Ningún viajero, sin importar su experiencia, es inmune al miedo. Leer acerca del accidente recién ocurrido me hace reflexionar acerca del tiempo que pasé en Costa Rica y, en específico, acerca del viaje en el Cessna a la bahía Drake. Recuerdo especialmente mi pase de abordar: una tarjeta plastificada y numerada que la aerolínea solía reutilizar. Una vez que estuvimos todos los pasajeros sentados, los pilotos saludaron y pasaron sobre nosotros para llegar a sus asientos al frente del avión.
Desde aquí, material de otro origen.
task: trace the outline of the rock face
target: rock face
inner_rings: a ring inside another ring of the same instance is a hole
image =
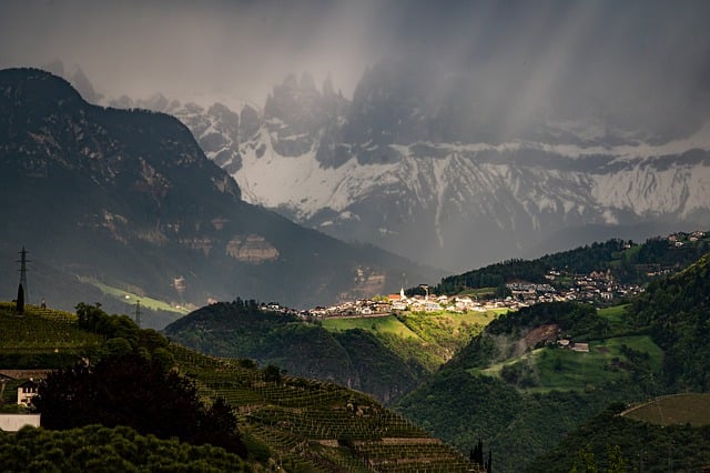
[[[230,154],[241,130],[236,113],[181,110],[201,123],[204,147],[229,162],[239,158]],[[250,130],[252,119],[242,122]],[[12,222],[0,236],[3,252],[26,244],[73,276],[166,301],[201,305],[243,294],[313,306],[352,296],[363,266],[386,274],[392,288],[403,272],[432,278],[400,258],[245,203],[173,117],[91,105],[40,70],[0,71],[0,189],[2,219]],[[80,296],[52,302],[70,309]]]
[[[291,76],[262,112],[241,111],[231,154],[205,153],[248,202],[452,271],[710,225],[708,117],[643,129],[613,114],[510,123],[475,82],[444,79],[383,62],[348,101]],[[202,118],[175,114],[202,143]]]
[[[257,234],[234,236],[226,244],[226,253],[237,261],[253,264],[274,261],[278,258],[278,250],[264,236]]]

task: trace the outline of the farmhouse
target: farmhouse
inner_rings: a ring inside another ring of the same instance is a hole
[[[18,386],[18,404],[29,406],[37,395],[38,384],[32,378]]]

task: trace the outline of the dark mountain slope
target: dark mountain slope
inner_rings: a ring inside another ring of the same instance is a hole
[[[248,294],[307,306],[428,275],[246,204],[174,118],[91,105],[40,70],[0,71],[0,199],[1,250],[26,245],[67,278],[174,303]]]

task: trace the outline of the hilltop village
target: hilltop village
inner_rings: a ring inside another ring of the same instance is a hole
[[[546,278],[555,281],[557,278],[568,276],[560,271],[550,271]],[[455,312],[470,311],[486,312],[489,310],[518,310],[540,302],[579,301],[602,303],[621,298],[639,294],[642,289],[638,284],[620,284],[610,273],[592,272],[590,274],[574,275],[574,286],[557,290],[551,284],[536,284],[525,281],[506,283],[509,295],[505,298],[478,299],[475,295],[437,295],[426,293],[407,296],[404,289],[398,294],[388,294],[375,299],[362,299],[343,302],[341,304],[315,308],[306,311],[305,315],[315,318],[329,316],[378,316],[396,312]],[[271,306],[276,309],[275,306]]]
[[[568,289],[558,290],[552,286],[560,278],[571,278],[572,284]],[[610,272],[592,271],[590,274],[566,274],[551,270],[546,274],[550,283],[531,283],[514,281],[506,283],[508,295],[505,298],[478,298],[476,295],[438,295],[429,293],[406,295],[404,289],[397,294],[388,294],[373,299],[346,301],[331,306],[295,312],[282,308],[278,303],[264,304],[264,310],[297,314],[304,318],[366,318],[384,316],[400,312],[453,312],[467,313],[470,311],[487,312],[490,310],[518,310],[541,302],[578,301],[591,304],[604,304],[622,298],[638,295],[643,291],[638,284],[620,284],[615,281]]]
[[[698,242],[706,238],[706,232],[672,233],[666,240],[672,248]],[[653,266],[647,269],[648,276],[657,276],[672,272],[671,268]],[[564,270],[550,270],[545,275],[546,283],[528,281],[506,282],[506,295],[490,294],[459,294],[444,295],[429,292],[429,288],[420,285],[424,294],[405,294],[402,289],[397,294],[346,301],[331,306],[296,312],[282,308],[277,303],[264,304],[265,310],[297,314],[305,318],[364,318],[384,316],[400,312],[452,312],[467,313],[470,311],[486,312],[490,310],[518,310],[541,302],[577,301],[595,305],[606,305],[621,299],[633,298],[643,289],[639,284],[622,284],[610,271],[592,271],[589,274],[572,274]],[[564,283],[560,283],[564,281]]]

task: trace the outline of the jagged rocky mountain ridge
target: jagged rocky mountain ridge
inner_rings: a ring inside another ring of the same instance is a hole
[[[291,76],[263,110],[239,115],[160,95],[124,105],[178,117],[248,202],[439,268],[710,223],[707,117],[635,129],[550,113],[510,124],[469,99],[485,91],[456,92],[467,83],[427,89],[423,69],[375,67],[352,100]]]
[[[48,285],[81,276],[197,306],[242,295],[307,308],[394,290],[403,273],[433,276],[244,202],[168,114],[89,104],[33,69],[0,71],[0,111],[2,218],[13,222],[0,250],[26,245],[33,268],[60,269]],[[55,306],[82,296],[61,292]]]

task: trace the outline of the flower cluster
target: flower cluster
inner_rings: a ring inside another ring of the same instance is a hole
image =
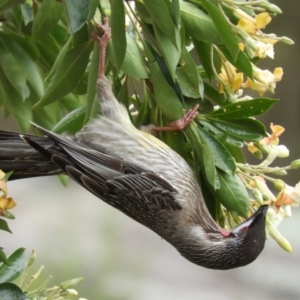
[[[246,186],[252,190],[254,196],[253,206],[261,205],[264,202],[270,204],[266,220],[267,233],[283,249],[291,252],[291,245],[278,231],[277,227],[283,219],[292,216],[292,208],[299,207],[300,182],[292,187],[281,179],[271,177],[270,174],[286,175],[287,170],[300,167],[300,160],[295,160],[286,167],[270,167],[277,157],[281,158],[289,155],[287,147],[279,144],[279,136],[284,132],[284,128],[273,124],[270,127],[271,133],[268,137],[258,143],[249,143],[247,145],[248,150],[255,156],[263,157],[263,154],[266,154],[266,158],[258,165],[237,164],[238,172]],[[273,184],[275,189],[279,190],[277,195],[271,191],[268,182]]]
[[[11,197],[8,197],[6,181],[6,174],[0,170],[0,215],[14,219],[14,216],[8,210],[14,208],[16,203]]]
[[[225,4],[225,2],[227,8],[231,9],[233,15],[238,19],[237,24],[230,24],[239,37],[240,50],[246,53],[250,60],[255,57],[259,59],[266,57],[273,59],[274,45],[278,41],[286,44],[293,44],[293,41],[286,37],[277,37],[275,34],[265,34],[262,32],[262,29],[264,29],[272,20],[270,13],[281,13],[277,6],[266,1],[259,1],[259,3],[255,1],[252,4],[251,2],[241,3],[235,1],[224,1],[223,4]],[[248,5],[249,7],[246,7],[248,9],[265,11],[253,17],[238,7],[244,5]],[[256,5],[259,7],[256,7]],[[244,81],[243,73],[237,73],[237,68],[222,54],[221,59],[223,62],[221,73],[216,74],[219,91],[221,93],[227,92],[227,94],[229,94],[231,92],[241,95],[242,91],[240,91],[240,89],[250,88],[257,91],[258,94],[262,96],[267,91],[274,93],[276,83],[282,79],[282,68],[275,68],[275,70],[271,72],[269,70],[262,70],[251,63],[253,78],[248,77],[246,81]],[[229,99],[232,100],[236,98],[231,96]],[[245,100],[245,98],[242,100]]]

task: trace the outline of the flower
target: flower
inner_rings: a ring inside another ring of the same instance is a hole
[[[282,79],[283,70],[282,68],[276,68],[273,73],[269,70],[261,70],[252,64],[254,80],[248,78],[245,83],[242,84],[243,88],[251,88],[252,90],[258,91],[259,95],[262,96],[266,91],[274,92],[276,82]]]
[[[224,93],[224,86],[229,86],[233,92],[237,91],[243,82],[243,73],[237,73],[236,68],[229,62],[225,61],[219,78],[222,82],[220,84],[220,93]]]
[[[266,12],[256,15],[255,18],[251,17],[241,9],[236,9],[234,14],[239,18],[237,27],[245,30],[250,35],[255,35],[260,29],[265,28],[272,20],[270,15]]]

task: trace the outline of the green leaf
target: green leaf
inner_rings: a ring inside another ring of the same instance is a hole
[[[183,0],[180,0],[180,10],[184,27],[189,36],[202,42],[212,44],[222,43],[222,39],[214,23],[205,12]]]
[[[67,51],[64,60],[51,78],[44,96],[34,108],[57,101],[76,87],[86,70],[92,44],[90,40]]]
[[[17,5],[23,4],[24,2],[25,0],[0,0],[0,13]]]
[[[3,219],[0,219],[0,230],[4,230],[4,231],[12,233],[7,225],[7,222]]]
[[[21,12],[24,20],[24,25],[27,26],[34,19],[32,6],[29,3],[22,4]]]
[[[171,41],[171,43],[178,48],[178,37],[176,37],[177,27],[174,26],[172,16],[169,12],[169,9],[164,0],[144,0],[144,4],[146,5],[151,19],[156,25],[156,28],[162,32],[161,36],[166,36]]]
[[[210,146],[214,153],[215,165],[226,173],[233,174],[236,170],[235,162],[227,151],[227,149],[211,134],[205,130],[199,128],[202,137],[206,143]]]
[[[122,71],[134,78],[148,78],[149,75],[146,69],[145,61],[136,41],[128,33],[126,33],[126,40],[127,48],[125,59],[121,67]]]
[[[31,105],[28,100],[23,101],[20,95],[8,82],[0,69],[0,95],[7,110],[16,118],[21,131],[27,132],[32,118]]]
[[[238,69],[238,71],[244,73],[249,78],[253,79],[252,64],[248,56],[243,51],[239,51],[237,55],[237,59],[233,60],[231,54],[224,46],[219,45],[219,49],[223,52],[223,54],[226,56],[228,61]]]
[[[175,82],[175,78],[176,78],[175,71],[179,62],[180,51],[178,50],[178,47],[174,46],[174,44],[169,39],[169,37],[166,36],[156,24],[154,24],[153,27],[154,27],[156,41],[158,43],[157,46],[168,66],[173,82]],[[179,39],[178,30],[177,30],[177,36]]]
[[[26,77],[22,68],[19,67],[18,61],[14,55],[7,51],[0,40],[0,67],[10,84],[22,97],[22,100],[28,97],[29,89],[26,85]]]
[[[86,112],[84,123],[88,122],[90,118],[96,116],[99,110],[99,99],[96,96],[96,82],[98,77],[99,66],[99,47],[94,43],[93,54],[90,64],[90,71],[88,77],[87,96],[86,96]],[[98,109],[97,109],[98,107]]]
[[[181,68],[177,68],[177,81],[183,95],[190,98],[200,98],[200,88],[203,84],[193,58],[185,47],[181,51]]]
[[[218,171],[220,188],[214,191],[217,199],[229,211],[236,211],[241,217],[247,218],[249,211],[249,196],[245,185],[237,174]]]
[[[111,35],[117,72],[120,70],[126,54],[125,12],[123,0],[111,1]]]
[[[7,259],[9,266],[0,265],[0,283],[14,281],[26,268],[25,248],[19,248]]]
[[[219,178],[216,172],[215,155],[212,148],[202,136],[198,127],[190,124],[190,126],[186,129],[186,132],[188,134],[193,152],[196,153],[200,162],[201,173],[213,190],[219,188]]]
[[[2,250],[3,248],[0,247],[0,263],[3,263],[5,265],[9,265],[8,261],[7,261],[7,258],[6,258],[6,255],[5,253],[3,252]]]
[[[253,119],[213,119],[207,118],[212,125],[222,131],[246,141],[259,141],[266,136],[264,125]]]
[[[171,16],[173,18],[174,24],[178,27],[179,21],[180,21],[180,5],[179,5],[179,0],[173,0],[172,1]]]
[[[56,133],[63,133],[63,132],[70,132],[70,133],[76,133],[79,131],[84,123],[84,117],[85,117],[85,110],[86,107],[80,106],[77,109],[71,111],[69,114],[67,114],[63,119],[61,119],[55,127],[52,129],[53,132]]]
[[[217,103],[219,106],[224,106],[230,102],[228,102],[225,98],[224,94],[219,93],[211,84],[207,83],[206,81],[203,82],[204,84],[204,94],[207,95],[212,101]]]
[[[220,33],[223,43],[227,47],[231,57],[234,61],[237,59],[237,55],[240,51],[238,45],[238,39],[233,32],[232,26],[229,23],[229,20],[224,14],[221,12],[221,9],[218,8],[215,4],[208,0],[201,0],[202,5],[205,10],[208,12],[212,21],[214,22],[217,30]]]
[[[170,121],[178,120],[182,117],[183,110],[175,91],[163,77],[157,62],[150,63],[149,69],[158,107]]]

El vuelo a baja altura fue breve, ruidoso y sin novedades.
Pero también recuerdo los paisajes: las playas cerca de Dominical, Uvita y Ojochal, y el exuberante y verdoso follaje del Parque Nacional Corcovado a medida que nos acercábamos en una embarcación. Recuerdo la amabilidad de mis anfitriones en la bahía Drake, Edu y Sabrina, así como a los amistosos residentes que una noche me prepararon una cena con pescado en una pequeña cantina al final del camino. Y, por supuesto, los monos araña, los peces globo, los coatíes y las aves caracara que conseguían tolerar, en cierta armonía, la imposición de millones de turistas anualmente. Experimentar la “pura vida” de Costa Rica es una experiencia única: rebosa de energía y de un ánimo contagioso y memorable, y espero volver a experimentarlo en un futuro próximo.